Despite this, Anwar said telehealth greatly expands access to care that may be far away or unavailable in these areas. She said this can expand beyond the traditional patient and provider scope – allowing available services in rural communities to serve as an intermediary. with specialists and services available in other areas.

“So even if you have a provider in your community, they might consult with a specialist outside of your community by shooting images, by sharing your X-rays, by sharing your ultrasound and getting their second opinion or however you want to do that regarding the care to your health,” she said.

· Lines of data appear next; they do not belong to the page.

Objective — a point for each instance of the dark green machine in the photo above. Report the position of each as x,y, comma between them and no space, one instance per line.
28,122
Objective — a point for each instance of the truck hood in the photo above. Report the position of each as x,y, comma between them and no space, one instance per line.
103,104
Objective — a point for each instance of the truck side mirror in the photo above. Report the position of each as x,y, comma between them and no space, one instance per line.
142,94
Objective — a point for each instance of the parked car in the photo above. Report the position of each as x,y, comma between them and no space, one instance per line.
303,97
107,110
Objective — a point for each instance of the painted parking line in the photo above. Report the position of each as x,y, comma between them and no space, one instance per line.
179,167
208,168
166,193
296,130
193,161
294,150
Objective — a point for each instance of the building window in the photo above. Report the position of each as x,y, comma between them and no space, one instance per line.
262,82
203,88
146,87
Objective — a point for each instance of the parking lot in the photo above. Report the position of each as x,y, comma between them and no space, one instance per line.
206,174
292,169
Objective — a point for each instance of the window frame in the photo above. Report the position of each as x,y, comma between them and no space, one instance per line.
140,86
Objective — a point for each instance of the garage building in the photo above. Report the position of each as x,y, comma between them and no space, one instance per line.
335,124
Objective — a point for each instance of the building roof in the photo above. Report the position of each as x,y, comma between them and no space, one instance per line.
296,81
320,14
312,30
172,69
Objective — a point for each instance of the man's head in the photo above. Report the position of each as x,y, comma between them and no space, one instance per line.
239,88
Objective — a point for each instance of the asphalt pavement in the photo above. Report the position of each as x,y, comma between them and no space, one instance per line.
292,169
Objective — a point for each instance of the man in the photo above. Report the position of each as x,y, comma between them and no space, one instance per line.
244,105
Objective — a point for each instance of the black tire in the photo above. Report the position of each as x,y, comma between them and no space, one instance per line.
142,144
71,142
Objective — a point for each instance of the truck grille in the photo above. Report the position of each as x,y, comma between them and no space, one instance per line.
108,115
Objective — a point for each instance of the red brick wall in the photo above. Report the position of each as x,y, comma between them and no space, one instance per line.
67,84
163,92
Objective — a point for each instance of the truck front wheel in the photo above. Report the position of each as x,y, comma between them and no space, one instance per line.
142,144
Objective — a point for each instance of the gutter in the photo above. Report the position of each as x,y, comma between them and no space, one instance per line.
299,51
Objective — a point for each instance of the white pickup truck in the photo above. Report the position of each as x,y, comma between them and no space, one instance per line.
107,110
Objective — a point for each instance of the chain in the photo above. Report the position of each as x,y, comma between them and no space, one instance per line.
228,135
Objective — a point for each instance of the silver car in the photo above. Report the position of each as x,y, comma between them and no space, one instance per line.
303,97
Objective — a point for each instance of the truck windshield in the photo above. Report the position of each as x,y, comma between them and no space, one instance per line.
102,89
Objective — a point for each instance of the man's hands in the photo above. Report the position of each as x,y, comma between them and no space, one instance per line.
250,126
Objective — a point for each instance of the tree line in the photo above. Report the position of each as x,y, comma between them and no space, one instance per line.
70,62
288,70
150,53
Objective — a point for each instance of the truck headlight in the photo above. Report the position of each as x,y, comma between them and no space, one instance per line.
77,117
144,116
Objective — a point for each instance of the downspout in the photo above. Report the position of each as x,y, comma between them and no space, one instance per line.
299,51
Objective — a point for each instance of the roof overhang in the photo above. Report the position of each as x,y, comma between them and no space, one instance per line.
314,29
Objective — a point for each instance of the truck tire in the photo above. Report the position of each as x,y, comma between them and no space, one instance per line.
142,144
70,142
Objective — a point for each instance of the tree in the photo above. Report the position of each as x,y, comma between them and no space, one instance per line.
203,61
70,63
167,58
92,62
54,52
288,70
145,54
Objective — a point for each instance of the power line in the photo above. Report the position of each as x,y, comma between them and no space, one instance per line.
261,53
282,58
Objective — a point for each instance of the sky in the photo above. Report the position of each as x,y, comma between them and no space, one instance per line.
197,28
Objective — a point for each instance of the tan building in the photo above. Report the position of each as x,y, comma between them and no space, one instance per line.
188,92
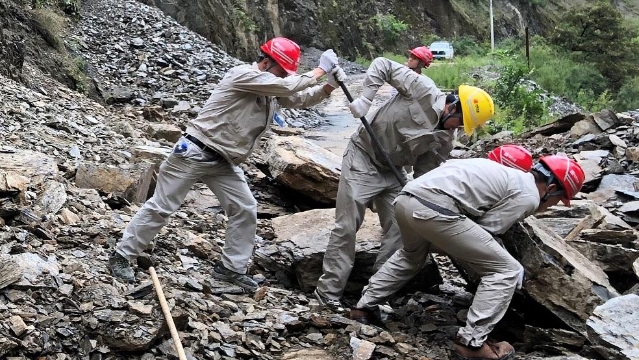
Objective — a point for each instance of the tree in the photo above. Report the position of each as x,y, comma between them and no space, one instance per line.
597,34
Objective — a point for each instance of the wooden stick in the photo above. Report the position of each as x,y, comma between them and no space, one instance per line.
167,314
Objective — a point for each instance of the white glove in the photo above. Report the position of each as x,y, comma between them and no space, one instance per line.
336,75
360,107
328,60
520,280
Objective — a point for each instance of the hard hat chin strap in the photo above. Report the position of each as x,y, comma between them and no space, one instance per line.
452,112
550,178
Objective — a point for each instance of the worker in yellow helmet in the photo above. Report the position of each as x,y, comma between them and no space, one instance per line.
415,127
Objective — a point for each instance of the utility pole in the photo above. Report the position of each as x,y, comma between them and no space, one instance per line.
492,28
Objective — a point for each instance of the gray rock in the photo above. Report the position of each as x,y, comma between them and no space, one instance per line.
584,127
300,254
614,326
615,258
132,183
305,167
362,349
167,132
619,182
119,95
557,276
10,271
561,125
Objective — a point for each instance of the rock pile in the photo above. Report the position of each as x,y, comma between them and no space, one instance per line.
148,60
72,172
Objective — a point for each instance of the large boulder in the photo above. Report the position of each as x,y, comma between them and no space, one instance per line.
35,166
614,328
301,241
305,167
131,182
558,276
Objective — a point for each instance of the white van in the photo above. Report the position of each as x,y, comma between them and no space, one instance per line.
442,50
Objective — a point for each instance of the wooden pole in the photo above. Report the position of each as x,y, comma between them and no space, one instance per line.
167,314
527,48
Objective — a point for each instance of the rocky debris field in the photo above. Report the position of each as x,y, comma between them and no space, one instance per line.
148,61
74,172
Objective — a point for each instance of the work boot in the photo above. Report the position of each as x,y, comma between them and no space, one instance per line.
330,304
487,351
121,268
241,280
367,316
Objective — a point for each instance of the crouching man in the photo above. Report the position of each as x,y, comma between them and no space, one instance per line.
437,208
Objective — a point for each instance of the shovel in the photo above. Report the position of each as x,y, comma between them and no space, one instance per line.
146,263
376,142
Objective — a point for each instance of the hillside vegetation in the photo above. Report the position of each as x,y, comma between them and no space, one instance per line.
590,59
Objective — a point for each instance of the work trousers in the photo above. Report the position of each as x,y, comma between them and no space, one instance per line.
461,238
360,183
186,165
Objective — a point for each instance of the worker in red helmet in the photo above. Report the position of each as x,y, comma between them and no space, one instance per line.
459,207
225,132
513,156
419,58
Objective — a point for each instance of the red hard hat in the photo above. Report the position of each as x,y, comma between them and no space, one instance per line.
569,174
423,53
285,52
513,156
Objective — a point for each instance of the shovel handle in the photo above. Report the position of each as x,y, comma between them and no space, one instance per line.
376,142
167,314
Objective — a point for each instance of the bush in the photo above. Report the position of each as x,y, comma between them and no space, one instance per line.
628,97
467,45
599,34
449,75
523,108
573,78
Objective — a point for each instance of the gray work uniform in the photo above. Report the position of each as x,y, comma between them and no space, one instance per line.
405,126
485,198
238,112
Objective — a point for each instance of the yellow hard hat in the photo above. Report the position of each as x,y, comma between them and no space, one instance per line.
477,107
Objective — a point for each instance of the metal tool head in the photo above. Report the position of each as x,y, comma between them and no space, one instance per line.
145,261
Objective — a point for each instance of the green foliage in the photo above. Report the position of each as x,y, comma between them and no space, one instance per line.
430,38
523,108
597,34
467,45
593,102
541,3
628,96
392,28
449,75
573,78
70,7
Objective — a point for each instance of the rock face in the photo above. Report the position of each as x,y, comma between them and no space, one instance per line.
614,328
325,24
305,167
300,253
558,276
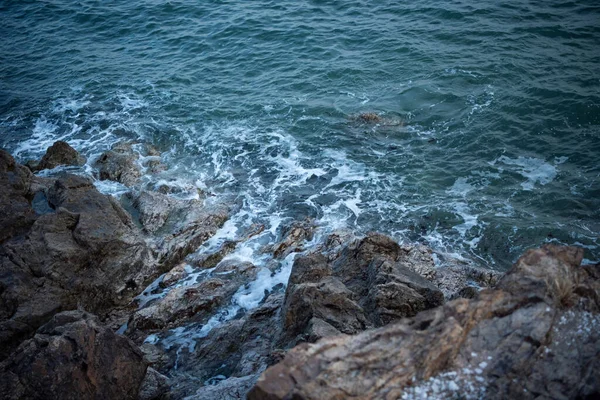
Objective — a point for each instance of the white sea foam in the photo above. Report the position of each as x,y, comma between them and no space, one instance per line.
537,171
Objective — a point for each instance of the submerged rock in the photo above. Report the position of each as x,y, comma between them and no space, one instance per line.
229,359
73,357
60,153
534,336
371,282
16,213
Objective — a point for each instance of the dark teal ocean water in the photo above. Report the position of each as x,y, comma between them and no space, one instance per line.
488,143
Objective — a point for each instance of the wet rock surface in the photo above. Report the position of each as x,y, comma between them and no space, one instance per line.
120,165
531,337
73,357
86,252
370,283
60,153
65,246
367,315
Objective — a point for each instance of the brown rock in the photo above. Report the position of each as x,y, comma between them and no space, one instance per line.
371,282
16,213
60,153
120,164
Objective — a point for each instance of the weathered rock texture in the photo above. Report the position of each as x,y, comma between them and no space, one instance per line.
534,336
84,250
73,357
60,153
87,253
369,283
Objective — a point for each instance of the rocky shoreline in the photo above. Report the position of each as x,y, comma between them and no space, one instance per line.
110,298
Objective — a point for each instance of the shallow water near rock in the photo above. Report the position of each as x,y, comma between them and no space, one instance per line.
486,145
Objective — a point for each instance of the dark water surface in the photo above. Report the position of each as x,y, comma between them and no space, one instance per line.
490,131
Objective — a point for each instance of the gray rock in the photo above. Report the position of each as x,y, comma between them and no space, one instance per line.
73,357
154,385
120,165
228,389
369,282
535,336
60,153
87,253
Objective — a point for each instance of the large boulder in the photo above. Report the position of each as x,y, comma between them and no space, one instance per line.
370,282
60,153
73,357
16,213
120,164
228,361
534,336
192,303
86,252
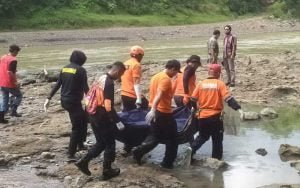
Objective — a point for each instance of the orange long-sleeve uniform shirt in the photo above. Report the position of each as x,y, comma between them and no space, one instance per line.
210,94
184,86
162,82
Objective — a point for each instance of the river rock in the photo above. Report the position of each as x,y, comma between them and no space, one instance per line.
288,152
269,112
213,163
47,155
68,182
261,151
250,116
281,91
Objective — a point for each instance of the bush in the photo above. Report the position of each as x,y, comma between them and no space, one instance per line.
245,6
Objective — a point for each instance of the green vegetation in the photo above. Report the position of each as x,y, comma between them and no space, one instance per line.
46,14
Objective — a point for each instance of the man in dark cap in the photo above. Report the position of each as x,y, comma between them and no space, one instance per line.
185,82
73,82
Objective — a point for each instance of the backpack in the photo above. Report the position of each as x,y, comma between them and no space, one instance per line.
94,98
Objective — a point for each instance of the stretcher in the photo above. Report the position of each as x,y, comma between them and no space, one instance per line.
136,129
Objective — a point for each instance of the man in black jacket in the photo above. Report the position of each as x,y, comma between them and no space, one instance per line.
73,82
104,122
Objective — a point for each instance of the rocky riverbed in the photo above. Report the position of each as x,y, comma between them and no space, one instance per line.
40,139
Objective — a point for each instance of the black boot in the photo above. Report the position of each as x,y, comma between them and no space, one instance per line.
109,172
15,114
167,165
72,147
2,120
137,155
83,166
81,147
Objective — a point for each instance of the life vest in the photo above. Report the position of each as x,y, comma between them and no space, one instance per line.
95,97
7,80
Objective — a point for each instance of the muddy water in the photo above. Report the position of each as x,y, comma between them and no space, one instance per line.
23,176
36,57
246,168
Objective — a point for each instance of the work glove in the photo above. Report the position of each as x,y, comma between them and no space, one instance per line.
138,102
150,116
186,99
46,104
242,114
120,126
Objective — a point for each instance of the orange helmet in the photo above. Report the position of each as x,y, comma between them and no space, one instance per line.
136,50
215,68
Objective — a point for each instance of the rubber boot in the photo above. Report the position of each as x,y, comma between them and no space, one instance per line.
167,165
81,147
15,114
83,166
109,172
2,120
72,148
137,156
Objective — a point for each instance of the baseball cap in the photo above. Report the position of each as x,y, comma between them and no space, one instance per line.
216,68
136,50
173,64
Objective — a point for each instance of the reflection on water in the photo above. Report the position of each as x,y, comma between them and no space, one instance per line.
23,176
155,50
247,169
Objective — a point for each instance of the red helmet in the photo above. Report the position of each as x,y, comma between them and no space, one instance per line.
136,50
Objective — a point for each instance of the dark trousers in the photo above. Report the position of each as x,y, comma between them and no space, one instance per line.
210,127
129,103
78,119
104,131
16,99
163,130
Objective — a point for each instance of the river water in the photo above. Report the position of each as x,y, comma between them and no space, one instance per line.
36,57
247,169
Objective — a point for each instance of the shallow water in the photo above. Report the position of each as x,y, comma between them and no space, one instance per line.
36,57
246,168
24,177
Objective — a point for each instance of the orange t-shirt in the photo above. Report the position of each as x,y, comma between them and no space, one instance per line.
133,70
210,94
162,82
178,84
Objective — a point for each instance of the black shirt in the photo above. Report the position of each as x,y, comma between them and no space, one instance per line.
187,74
73,82
109,90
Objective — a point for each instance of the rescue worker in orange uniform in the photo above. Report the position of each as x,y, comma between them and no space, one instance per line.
131,94
208,97
9,84
104,123
163,125
185,83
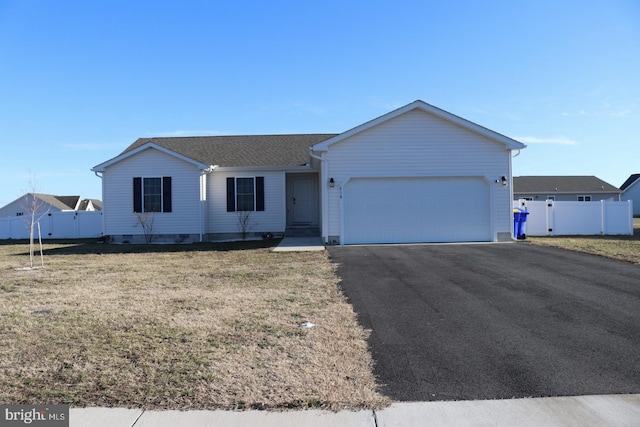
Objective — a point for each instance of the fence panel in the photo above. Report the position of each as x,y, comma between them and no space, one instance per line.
55,225
551,218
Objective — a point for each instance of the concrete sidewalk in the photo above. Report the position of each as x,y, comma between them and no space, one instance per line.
604,410
300,244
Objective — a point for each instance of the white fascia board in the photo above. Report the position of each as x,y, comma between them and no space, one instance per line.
303,168
103,166
630,186
510,144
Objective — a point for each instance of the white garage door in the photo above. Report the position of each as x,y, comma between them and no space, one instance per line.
410,210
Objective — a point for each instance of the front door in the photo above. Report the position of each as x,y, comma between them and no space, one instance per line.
302,197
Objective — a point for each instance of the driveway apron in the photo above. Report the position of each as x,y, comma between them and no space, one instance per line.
494,321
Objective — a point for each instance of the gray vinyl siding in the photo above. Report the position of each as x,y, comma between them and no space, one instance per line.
119,217
419,144
272,219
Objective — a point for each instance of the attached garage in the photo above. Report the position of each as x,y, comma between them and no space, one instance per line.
417,209
416,175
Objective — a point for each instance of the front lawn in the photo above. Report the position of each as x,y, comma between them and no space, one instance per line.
180,327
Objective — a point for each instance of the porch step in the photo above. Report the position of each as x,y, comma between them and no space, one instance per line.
302,232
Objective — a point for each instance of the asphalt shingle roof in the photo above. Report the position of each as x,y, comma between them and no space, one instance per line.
630,181
561,184
241,150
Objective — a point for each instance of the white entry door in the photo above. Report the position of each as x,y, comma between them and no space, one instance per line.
302,200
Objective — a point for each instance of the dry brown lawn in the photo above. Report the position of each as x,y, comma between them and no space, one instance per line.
624,248
182,327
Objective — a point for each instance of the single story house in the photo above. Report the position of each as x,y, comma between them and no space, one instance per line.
564,188
631,191
48,202
416,174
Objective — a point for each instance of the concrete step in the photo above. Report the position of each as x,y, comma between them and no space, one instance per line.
302,232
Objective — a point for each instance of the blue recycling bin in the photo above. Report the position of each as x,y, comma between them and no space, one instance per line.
519,219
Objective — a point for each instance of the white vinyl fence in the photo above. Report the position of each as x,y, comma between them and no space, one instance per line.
551,218
55,225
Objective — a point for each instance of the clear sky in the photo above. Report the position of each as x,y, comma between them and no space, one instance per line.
81,80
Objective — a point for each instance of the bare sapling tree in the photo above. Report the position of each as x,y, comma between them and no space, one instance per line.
146,220
34,210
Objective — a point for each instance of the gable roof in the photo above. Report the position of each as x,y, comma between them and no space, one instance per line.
62,203
630,181
234,150
561,184
428,108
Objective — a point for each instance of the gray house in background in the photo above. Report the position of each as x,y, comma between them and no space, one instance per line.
564,188
631,191
49,202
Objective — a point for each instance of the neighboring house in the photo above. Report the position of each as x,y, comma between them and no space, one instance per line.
416,174
48,202
631,191
564,188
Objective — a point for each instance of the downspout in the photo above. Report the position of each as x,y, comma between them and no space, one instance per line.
324,211
203,198
104,222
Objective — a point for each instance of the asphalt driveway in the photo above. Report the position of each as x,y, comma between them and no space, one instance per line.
458,322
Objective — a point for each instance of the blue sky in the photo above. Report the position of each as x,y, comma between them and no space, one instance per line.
81,80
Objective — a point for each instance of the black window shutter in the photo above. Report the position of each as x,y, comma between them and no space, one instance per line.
259,193
166,194
137,194
231,195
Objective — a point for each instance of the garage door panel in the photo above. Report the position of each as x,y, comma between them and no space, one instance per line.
406,210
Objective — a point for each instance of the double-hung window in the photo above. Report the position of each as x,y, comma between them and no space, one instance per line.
245,194
152,194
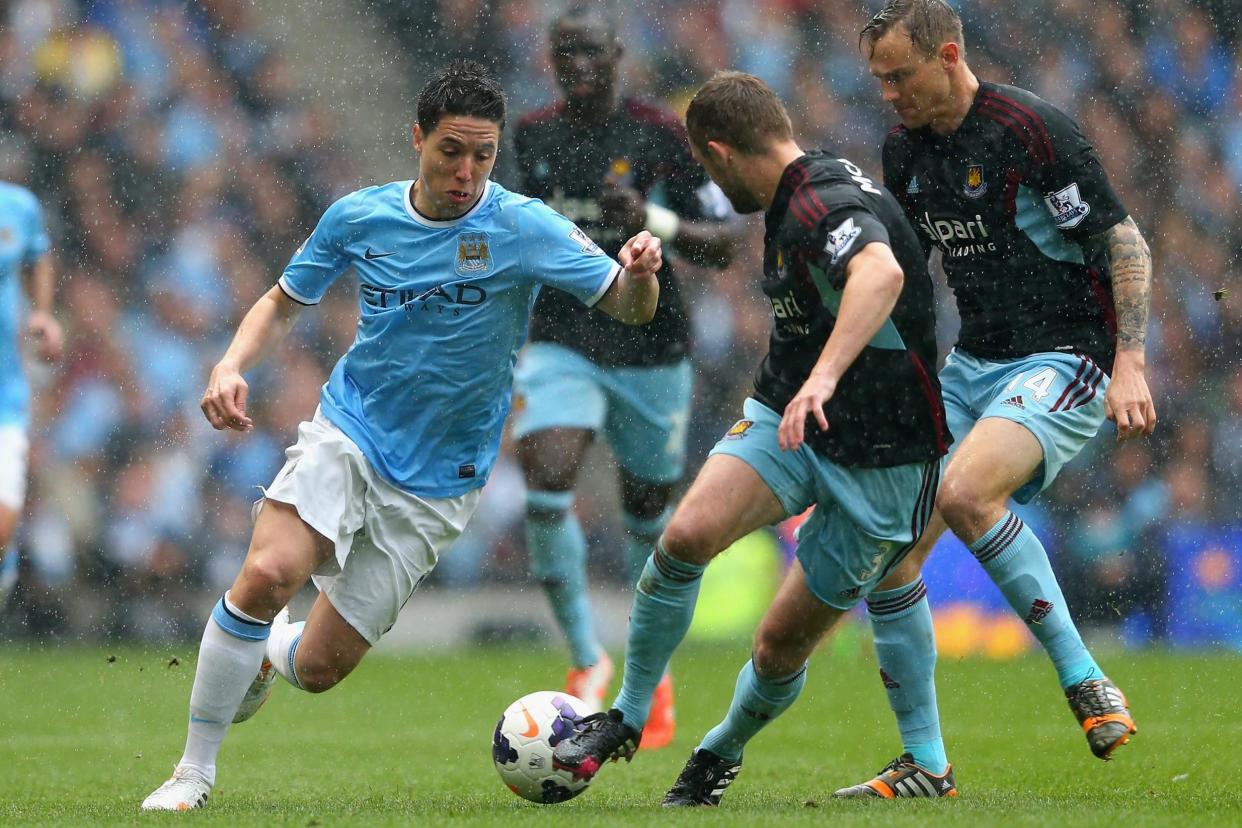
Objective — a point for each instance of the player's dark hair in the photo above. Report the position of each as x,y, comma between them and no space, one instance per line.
584,14
740,111
463,87
929,22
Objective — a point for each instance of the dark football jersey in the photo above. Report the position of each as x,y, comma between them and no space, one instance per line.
565,164
1015,199
887,409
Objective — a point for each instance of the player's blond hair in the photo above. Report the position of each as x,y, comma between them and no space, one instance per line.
740,111
929,24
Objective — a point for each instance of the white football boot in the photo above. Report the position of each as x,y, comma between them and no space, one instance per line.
261,688
185,790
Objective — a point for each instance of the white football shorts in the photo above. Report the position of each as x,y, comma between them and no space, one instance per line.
14,447
386,539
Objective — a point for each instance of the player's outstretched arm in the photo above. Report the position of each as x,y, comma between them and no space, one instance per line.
265,325
1128,401
41,324
873,283
635,293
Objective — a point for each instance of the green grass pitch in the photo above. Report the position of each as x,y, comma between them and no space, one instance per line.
406,741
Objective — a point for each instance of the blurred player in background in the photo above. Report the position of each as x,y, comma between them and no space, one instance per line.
846,415
614,165
388,472
25,267
1052,281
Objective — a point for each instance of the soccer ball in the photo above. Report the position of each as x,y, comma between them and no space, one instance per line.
524,739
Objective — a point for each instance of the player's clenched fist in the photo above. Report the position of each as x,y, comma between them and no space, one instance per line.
224,402
642,255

Anwar said remote patient monitoring – such as controlling blood sugar or keeping an eye on high-risk pregnant people – can also be used at existing rural health care facilities and aided by telehealth.

“These capabilities can be utilized and have been utilized in remote areas where you cannot make those appointments like two-hour appointments to your provider,” she said.

Anwar said rural or distant health care systems that solely use telehealth are not ideal, but better than having no health care.

“I think some health care access is better than no health care access,” she said.

She emphasized the importance of having telehealth and in-person care as part of an effective system.